November 8 marks the 673rd birthday of Julian of Norwich, the famed anchoress from the Church of St Julian in Norwich, England. Julian is one of my girls, the women I studied in graduate school. I was drawn to her various and sundry reasons which none of my 12 readers worldwide likely care about. But who was Julian, really, and why should we care?
Julian was an anchoress in the 14th Century. Anchorites were people, often women, who would literally wall themselves up in small rooms or cells so that they could focus their devotion and prayers on God without distraction from the outside world. These rooms or cells were attached, or “anchored,” to a church or holy site. Some anchorholds were fairly spacious, more like walled cottages. Such was Julian’s anchorhold, which I was happy to visit when I studied in Cambridge. Others were little more than tombs, often without enough space to stand upright or lie down. Such anchorholds were perversely apropos, as the mass of the dead was said over each anchorite upon entering the anchorhold. Regardless of the size of their cell, anchorites were seen as the moral mainstay of the church to which they were attached.


Julian entered the anchorhold when she was about fifty. She was inspired to do so by visions of Christ she’d had when she was deathly ill at the age of thirty. She spent the next 20 years reflecting on her visionary experience before deciding to devote her life to the meditation and prayer of an anchoress. Her ultimate determination was to view all things as good, and with a specific place in the world. She believed that because God made it, he therefore loves it and keeps it, as she describes in her vision of the hazelnut. Her simple theology is summed up by her famous phrase, “All shall be well, and all shall be well, and all manner of thing shall be well.”[1]
Such a concept is remarkable, considering that Julian lived through the Black Death, the Peasants’ Revolt, and the possible loss of her own family to plague. While her contemporaries tended to view God as wrathful, a being who punished wicked people, Julian viewed her god as loving. She claimed that sin was necessary for a person to gain wisdom, but that God loved everyone unconditionally, as a mother loves her children.

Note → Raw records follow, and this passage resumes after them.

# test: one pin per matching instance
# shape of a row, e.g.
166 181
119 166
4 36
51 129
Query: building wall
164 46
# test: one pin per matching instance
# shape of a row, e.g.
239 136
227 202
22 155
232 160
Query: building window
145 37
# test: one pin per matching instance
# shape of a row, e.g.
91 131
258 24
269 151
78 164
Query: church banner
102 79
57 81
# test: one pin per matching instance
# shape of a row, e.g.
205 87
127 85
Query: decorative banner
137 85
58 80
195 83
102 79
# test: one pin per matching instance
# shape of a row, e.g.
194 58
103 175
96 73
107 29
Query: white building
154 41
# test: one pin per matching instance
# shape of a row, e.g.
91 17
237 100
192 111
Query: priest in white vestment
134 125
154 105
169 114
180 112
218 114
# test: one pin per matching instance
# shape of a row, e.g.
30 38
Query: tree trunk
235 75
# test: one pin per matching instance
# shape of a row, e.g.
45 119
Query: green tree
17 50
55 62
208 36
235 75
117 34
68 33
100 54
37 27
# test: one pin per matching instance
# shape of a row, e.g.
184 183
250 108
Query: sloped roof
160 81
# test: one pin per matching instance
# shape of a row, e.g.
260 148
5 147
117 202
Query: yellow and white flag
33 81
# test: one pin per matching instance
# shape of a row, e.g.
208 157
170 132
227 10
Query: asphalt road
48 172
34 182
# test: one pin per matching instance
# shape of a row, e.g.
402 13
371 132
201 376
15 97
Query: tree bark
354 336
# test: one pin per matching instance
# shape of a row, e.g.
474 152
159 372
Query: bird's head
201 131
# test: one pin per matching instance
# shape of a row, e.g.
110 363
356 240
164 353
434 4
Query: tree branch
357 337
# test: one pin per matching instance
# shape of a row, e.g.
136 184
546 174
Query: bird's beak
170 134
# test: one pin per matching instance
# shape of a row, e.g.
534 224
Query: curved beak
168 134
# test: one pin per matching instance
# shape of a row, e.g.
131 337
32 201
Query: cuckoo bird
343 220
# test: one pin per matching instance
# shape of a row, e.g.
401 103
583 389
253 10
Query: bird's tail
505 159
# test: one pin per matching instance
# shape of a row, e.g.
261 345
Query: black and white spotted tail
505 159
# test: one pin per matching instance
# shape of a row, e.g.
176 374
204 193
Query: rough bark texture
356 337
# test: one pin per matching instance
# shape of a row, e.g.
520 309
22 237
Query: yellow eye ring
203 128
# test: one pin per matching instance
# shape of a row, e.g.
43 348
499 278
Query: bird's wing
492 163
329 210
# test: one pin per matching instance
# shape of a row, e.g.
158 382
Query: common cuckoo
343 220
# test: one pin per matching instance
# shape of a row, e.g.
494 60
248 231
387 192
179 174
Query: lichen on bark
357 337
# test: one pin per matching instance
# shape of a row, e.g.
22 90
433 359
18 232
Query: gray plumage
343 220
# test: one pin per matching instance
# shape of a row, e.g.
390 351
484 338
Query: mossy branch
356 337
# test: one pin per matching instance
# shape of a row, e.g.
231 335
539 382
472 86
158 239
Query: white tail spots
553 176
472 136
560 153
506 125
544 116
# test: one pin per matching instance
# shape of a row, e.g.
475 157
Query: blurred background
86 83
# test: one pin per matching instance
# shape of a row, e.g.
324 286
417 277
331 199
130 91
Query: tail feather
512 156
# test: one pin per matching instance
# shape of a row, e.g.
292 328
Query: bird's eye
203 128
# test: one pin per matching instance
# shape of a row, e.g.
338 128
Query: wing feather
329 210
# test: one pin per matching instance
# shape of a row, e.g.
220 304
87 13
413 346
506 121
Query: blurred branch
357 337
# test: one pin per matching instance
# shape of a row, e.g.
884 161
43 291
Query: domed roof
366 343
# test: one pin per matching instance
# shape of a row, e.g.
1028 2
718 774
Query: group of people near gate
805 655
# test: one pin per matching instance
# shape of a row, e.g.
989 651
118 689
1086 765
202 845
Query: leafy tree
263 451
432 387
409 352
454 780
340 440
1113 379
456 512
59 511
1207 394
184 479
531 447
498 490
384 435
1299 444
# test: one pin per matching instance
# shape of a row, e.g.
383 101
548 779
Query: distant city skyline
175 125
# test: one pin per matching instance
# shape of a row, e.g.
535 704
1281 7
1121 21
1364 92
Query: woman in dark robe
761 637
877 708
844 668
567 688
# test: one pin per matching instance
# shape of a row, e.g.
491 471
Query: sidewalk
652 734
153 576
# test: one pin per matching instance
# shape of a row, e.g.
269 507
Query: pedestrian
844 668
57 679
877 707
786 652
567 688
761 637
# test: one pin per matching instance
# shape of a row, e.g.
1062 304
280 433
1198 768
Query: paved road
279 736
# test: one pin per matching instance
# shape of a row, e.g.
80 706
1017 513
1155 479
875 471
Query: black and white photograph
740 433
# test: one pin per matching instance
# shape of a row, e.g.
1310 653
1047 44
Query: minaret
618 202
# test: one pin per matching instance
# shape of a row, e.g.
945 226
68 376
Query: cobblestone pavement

Julian’s view of Christ as mother may be further indication that she herself was a mother, possibly whose children had died. Julian describes Jesus as wise, loving, and merciful, as a mother is. This view of Jesus was not dogma, nor widely accepted, but it was not totally unheard of for her time, either. Bernard of Clairvaux had written similar concepts in the 12th Century. Julian’s adoption of the maternal elements of God aligns with her own views on motherhood. She believed the bond between a mother and her children was the closest bond a person could have in mimicry of the bond between God and creation. She calls motherhood “the taking of our nature,”[2] linking a woman’s most basic instinct to religious devotion. Her maternal views resonated with women across generations, helping to make an otherwise distant or frightening paternal figure more accessible and understandable.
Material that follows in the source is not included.